This is more than a lavishly illustrated companion book to the Mark Twain PBS series. National Book Critics Circle Award winner Geoffrey C. Ward, Dayton Duncan, and Ken Burns have produced a cogent, colorful portrait of the man who forged our national identity in the sentences he spun. Excellent though the brisk narrative may be, the book's greatest pleasures are the extensive Twain quotations; no one has topped his description of the Mississippi River, and he had a salty remark for every occasion (charged an outrageous fee for a boat ride on the Sea of Galilee, he cracked, "Do you wonder now that Christ walked?"). Passages from his correspondence reveal a man of deep feeling; letters to his wife Livy movingly express enduring marital love, and the grief-stricken note following his beloved daughter Susy's sudden death is almost unbearable to read.
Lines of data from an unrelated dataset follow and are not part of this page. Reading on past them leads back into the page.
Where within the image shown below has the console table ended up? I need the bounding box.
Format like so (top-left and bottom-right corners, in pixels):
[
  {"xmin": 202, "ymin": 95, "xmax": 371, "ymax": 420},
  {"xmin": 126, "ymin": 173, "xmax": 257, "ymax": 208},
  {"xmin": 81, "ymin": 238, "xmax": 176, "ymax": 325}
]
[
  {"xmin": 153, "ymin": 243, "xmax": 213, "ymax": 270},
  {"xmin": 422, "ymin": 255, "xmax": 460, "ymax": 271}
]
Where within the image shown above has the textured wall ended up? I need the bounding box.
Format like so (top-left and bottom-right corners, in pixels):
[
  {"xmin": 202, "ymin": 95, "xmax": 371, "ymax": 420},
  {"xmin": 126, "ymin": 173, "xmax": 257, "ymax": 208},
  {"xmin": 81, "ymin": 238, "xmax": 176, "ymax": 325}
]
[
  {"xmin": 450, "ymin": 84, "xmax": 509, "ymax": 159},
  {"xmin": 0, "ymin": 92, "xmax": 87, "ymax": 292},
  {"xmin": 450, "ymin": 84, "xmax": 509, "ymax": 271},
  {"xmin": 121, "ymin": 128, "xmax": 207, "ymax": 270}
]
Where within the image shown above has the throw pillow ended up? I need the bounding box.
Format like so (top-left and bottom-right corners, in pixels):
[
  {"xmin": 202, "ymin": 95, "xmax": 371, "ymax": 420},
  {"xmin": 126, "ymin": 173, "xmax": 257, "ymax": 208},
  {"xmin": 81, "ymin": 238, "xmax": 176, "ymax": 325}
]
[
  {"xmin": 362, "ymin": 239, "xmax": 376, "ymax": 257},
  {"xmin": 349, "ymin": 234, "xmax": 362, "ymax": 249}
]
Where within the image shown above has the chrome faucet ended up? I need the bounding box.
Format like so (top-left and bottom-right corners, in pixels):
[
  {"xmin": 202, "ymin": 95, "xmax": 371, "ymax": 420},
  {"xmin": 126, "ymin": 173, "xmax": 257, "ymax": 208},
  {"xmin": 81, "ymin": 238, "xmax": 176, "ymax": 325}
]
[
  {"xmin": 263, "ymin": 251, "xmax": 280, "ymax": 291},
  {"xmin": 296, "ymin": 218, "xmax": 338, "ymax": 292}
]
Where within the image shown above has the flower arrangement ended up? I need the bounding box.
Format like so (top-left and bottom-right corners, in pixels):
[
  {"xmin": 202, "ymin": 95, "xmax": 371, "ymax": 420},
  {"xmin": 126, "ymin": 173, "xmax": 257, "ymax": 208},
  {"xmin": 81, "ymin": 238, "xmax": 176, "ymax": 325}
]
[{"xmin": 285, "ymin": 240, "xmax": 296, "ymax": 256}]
Excerpts from less well known works like "The War Prayer" highlight Twain's scathing contempt for imperialism and hypocrisy alike. Several freestanding pieces by various admirers (including novelist Russell Banks and actor Hal Holbrook) supplement the authors' text; most notable among them is critic Jocelyn Chadwick's persuasive defense of Twain's frequent use of "The Six-Letter Word" (n----r) in Huckleberry Finn
as a necessary and still-shocking device to confront Americans with the moral horror of racism. Gracefully synthesizing current scholarship, this warmhearted biography provides the perfect introduction to Mark Twain. --Wendy Smith
From Publishers Weekly
In 1867, after successfully marketing accounts of his Mideast travels to several newspapers, Mark Twain wrote to his mother, "Am pretty well known now. Intend to be better known." But he could hardly have anticipated the meteoric rise that would rapidly make him America's most prominent citizen. Next January, Twain will be subjected to that conclusive proof of American significance, the Ken Burns documentary. The inevitable cross-merchandising will include this illustrated biography, which, happily, stands on its own merits as a fascinating account of Twain's extraordinary career. All Burns productions center on a good story, and this is a plain, very human tale: rags, riches, and the rest. The authors (Ward and Duncan are frequent collaborators with Burns) thoroughly examine Twain's disastrous business sense, his horrid temper, his unlikely courtship of the heiress Olivia Langdon, his climb out of bankruptcy at the age of 60, the loss of three of his four children, his global celebrity. Even amid tragedy, Twain could make a stone laugh, but it was his rare frankness in confronting racism, and the publication of the controversial Huckleberry Finn, that would secure his fame beyond national borders and his own time. As one might expect, the Burns team has done magnificent archival detective work and unearthed a treasure trove of rare Twain photographs. This should appeal to a vast potential readership eager to learn more about this manic, profound, daft and provocative mad genius of American culture. (Nov. 20)Forecast: Shelve this with The Annotated Huckleberry Finn (Forecasts, Sept. 10) and sales should soar during the holidays, even before the TV documentary airs.